Granito de Arena

I reviewed the film Granito de Arena for The Uniter this week. It’s the third installment of the Canadian Centre for Policy Alternatives-Manitoba’s first film series, called “Popocorn With Your Politics.” I have been wanting to get more involved with the CCPA-MB for a while now, and figured this was a good way to help out. I was at the second film last month and thought it might be a way to draw more people to a good cause. This next film is very powerful.

Grain of Sand

Granito de Arena
Jill Friedberg, 2005
60 mins.

As the old proverb goes, give a person a fish and they’ll eat for a day; teach a person to fish and they’ll eat for a lifetime.  “But what if they sell the river?” asks Eduardo Galeano, well-known Uruguayan author, as he explains the plight of public education in Mexico as schoolteachers fight against privatization.  In the powerful documentary, Granito de Arena (Grain of Sand), Seattle-based documentary filmmaker Jill Friedberg (This is What a Documentary Looks Like) explores – through interviews, archival footage, and at-the-scene footage of protests – the 30 year struggle for the right to public education that has seen the closing of schools and even the assassination of teachers fighting for the free education of their students. 

 Since the Mexican Revolution of 1910, all Mexicans have the constitutional right to a free and secular education.  That right is being undermined by the Mexican government’s attempts to privatize education – a move that would render education a privilege, leaving the poor to work in sweatshops, McDonalds, or Walmart.  With funding from the World Bank and the International Monetary Fund as their only resources, public schools are obligated to comply with the stipulations in programs that promise “quality” and “excellence” in education.  Hiding behind the guise of benefiting Mexican students, these implementations, such as standardized exams, the heavily scrutinized results of which determine a school’s future funding, are in reality strategies to privatize education.

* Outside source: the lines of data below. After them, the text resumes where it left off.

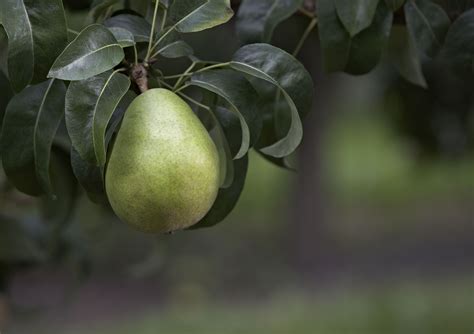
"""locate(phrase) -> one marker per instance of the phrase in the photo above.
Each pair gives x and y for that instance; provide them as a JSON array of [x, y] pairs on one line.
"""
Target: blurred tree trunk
[[309, 237], [4, 311]]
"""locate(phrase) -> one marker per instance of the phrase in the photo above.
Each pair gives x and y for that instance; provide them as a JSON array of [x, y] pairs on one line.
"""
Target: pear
[[163, 171]]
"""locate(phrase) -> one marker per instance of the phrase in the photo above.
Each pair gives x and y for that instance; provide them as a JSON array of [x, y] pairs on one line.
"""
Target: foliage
[[73, 87]]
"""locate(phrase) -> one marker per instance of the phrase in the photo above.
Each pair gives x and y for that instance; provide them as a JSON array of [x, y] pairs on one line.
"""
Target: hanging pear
[[163, 171]]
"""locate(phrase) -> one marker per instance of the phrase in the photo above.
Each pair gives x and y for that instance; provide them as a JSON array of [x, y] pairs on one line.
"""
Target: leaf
[[335, 40], [90, 176], [175, 50], [94, 51], [226, 198], [29, 127], [367, 46], [138, 26], [395, 5], [240, 96], [356, 15], [17, 243], [89, 107], [256, 20], [427, 24], [5, 95], [356, 55], [279, 68], [57, 212], [124, 37], [3, 51], [404, 56], [102, 9], [37, 33], [225, 155], [458, 48], [198, 15]]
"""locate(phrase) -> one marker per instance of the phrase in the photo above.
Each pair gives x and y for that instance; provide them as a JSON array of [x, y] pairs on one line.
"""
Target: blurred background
[[374, 233]]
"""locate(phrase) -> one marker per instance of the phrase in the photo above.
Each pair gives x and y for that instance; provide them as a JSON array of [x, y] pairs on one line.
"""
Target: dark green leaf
[[240, 96], [30, 124], [90, 176], [217, 133], [335, 40], [102, 9], [227, 198], [198, 15], [357, 55], [138, 26], [3, 51], [175, 50], [427, 25], [405, 57], [89, 107], [123, 36], [458, 49], [256, 20], [95, 50], [37, 33], [17, 243], [5, 95], [394, 5], [356, 15], [367, 46], [57, 212], [274, 65], [143, 6]]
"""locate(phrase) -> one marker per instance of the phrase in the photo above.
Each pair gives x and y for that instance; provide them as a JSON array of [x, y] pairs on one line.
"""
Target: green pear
[[163, 171]]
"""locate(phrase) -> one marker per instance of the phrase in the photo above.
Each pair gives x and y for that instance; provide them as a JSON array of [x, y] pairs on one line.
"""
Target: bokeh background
[[374, 233]]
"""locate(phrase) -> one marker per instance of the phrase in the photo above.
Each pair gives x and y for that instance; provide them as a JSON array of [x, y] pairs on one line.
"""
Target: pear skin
[[163, 170]]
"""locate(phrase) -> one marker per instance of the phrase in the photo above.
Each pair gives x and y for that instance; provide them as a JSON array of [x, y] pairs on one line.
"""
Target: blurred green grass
[[365, 159], [401, 308]]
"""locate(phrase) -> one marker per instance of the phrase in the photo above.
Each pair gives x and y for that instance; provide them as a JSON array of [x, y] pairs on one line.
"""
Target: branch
[[139, 74]]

 The funding provided by the Mexican government, under President Vincente Fox, is also determined by schools’ complying in the so-called “Quality Schools” program, which includes rigorous, racist, and class-biased standardized tests administered by private testing agencies.  If a school manages to produce results good enough for the Fox Government, the funding they receive goes toward the very basics: text books and school repairs (such as, in one particularly eye-opening scene, functioning bathrooms), that should be provided by the state in the first place.  Without any funding, schools are left to call on the parents to pay for electricity, water, and school supplies – ultimately, a tuition for public school kids.

 While the film is indeed powerful, the first half covers a great deal of background information.  Those without knowledge of the workings of organizations such as the World Bank and the International Monetary Fund may find themselves somewhat overwhelmed.  Yet, the film’s message becomes clear: without the mobilizations of the democratic teacher’s movement in Mexico, education may very well have been completely privatized by now.  Interviews with leaders of the movement, as well as footage of teachers and parents protesting in mass numbers, paints a clear picture of both the aggressive political climate in Mexico and the much needed outcry against the Fox Government’s push toward privatization.  The last section of the film provides some criticisms of the democratic teacher’s movement, namely that some teachers have begun to focus too heavily on the political and union issues, and have lost sight of what is truly at the heart of the matter: the communities and classrooms that are affected by the threat to a free, secular education.  What must remain central to the struggle for public education is an education that supports the needs and cultural growth of the community.  It is through the mobilization of social solidarity across borders that this can be best achieved.

 As Eduardo Galeano puts it, education is inextricably linked to all other aspects of life, and public education must address and cater to the lives of those communities it serves.  What good is it to be taught how to fish, if the river’s been sold and you aren’t allowed to cast your line? 

 Granito de Arena is a film for anyone interested in public education and global political solidarity.  It is being shown at the Park Theatre on Wednesday, November 21st, at 7:00 p.m. as the third of the Canadian Centre for Policy Alternatives – Manitoba’s three-part film series, “Popcorn With Your Politics.”  Admission is $8, or $5 with a student ID.